Originality & Practicality: While both OCR-empowered applications and mathematical definition and help app and websites are in abundance. It’s actually quite difficult to find an easy to use application that can combine the both in layman's term. The majority of OCR are cloud-based services more geared towards pdfs, which would require the user to scan or upload the question only in PDF concept, to convert to text. Mathematical references apps, also usually require direct typecast and are often broad. Existing conveyors of text to math references often require LaTex and have very few low-cost and easily accessible options.

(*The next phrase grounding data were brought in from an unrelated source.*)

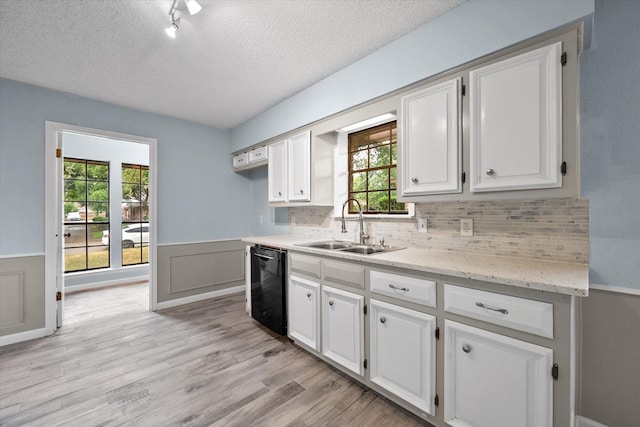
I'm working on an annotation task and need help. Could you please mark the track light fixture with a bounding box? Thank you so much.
[165,14,180,38]
[165,0,202,38]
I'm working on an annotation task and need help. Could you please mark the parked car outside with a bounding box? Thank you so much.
[66,212,82,221]
[102,223,149,248]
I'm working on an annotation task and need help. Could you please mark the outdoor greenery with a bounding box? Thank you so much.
[122,164,149,221]
[64,247,148,272]
[63,159,109,219]
[349,122,406,213]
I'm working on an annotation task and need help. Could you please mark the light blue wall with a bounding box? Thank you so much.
[230,0,595,151]
[580,0,640,290]
[0,78,253,256]
[249,168,289,236]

The motivation behind our idea, was to truly identify something of our dire need. Combined with our technical forte of statistics and computer science, it made perfect sense to give it a try and make something that can make our and our peer’s lives easier. The demo, which will done using Math136: Linear Algebra I, a class offered at uWaterloo as the contents and course for the initial prototype. The demo will allow users to scan related questions and provide suggested theorems all can be done on your cell phone. This is an unique demo, which we are truly proud to present! In terms of practicability, this can be immediate for a lot of Waterloo students and can be extended easily to more subjects and courses as the algorithm are easily extendable and apply to virtually every discipline.
Design & WoW Factor: The design process of our project was a very extensive process. The goal of the application is to provide help in the research and learning process, so convenience and reliability was our top priority. We designed our application interface using the popular and well-perceived UI templates and modules. We kept the screens to a minimalist design with moderate colors, aiming for classy and sleek design.
The database is done on a relational basis with minimal fields and high cohesion. We designed all interactions between components to be based on the user’s request and fast and efficient with minimal callbacks and noises. The combination of the design and our focus on efficiency is our Wow Factor. We believe we are truly doing something that not a lot people are doing but would likely use. So we hope to wow them, with a great user experience!
Challenges & What we learned: As it goes with everything in life, nothing is ever a perfectly smooth sailing. We had some technical challenges and stressful moments along the way.
For example, we experienced a few issues setting up communications with the OCR API calls. Processing large textbooks and images take a lot of experience and adjusting, and we had exceeded our free API limit, resulting us to optimize our code and think of better solutions. Another issue we encountered was the image sizes which had to be high resolution and easily and fast to transfer by database connections. This is something we will consider and be more careful in the future, as the OpenCV prompted sizing are random in some cases.
What we had a lot of fun with, despite being a little hard at first, was quantifying and developing the Statistical Machine Learning-isque algorithm of smart suggestions, which is our core technology. It was our first time of thinking of statistical models on our own and applying it, which was a lot of fun and taught us a lot.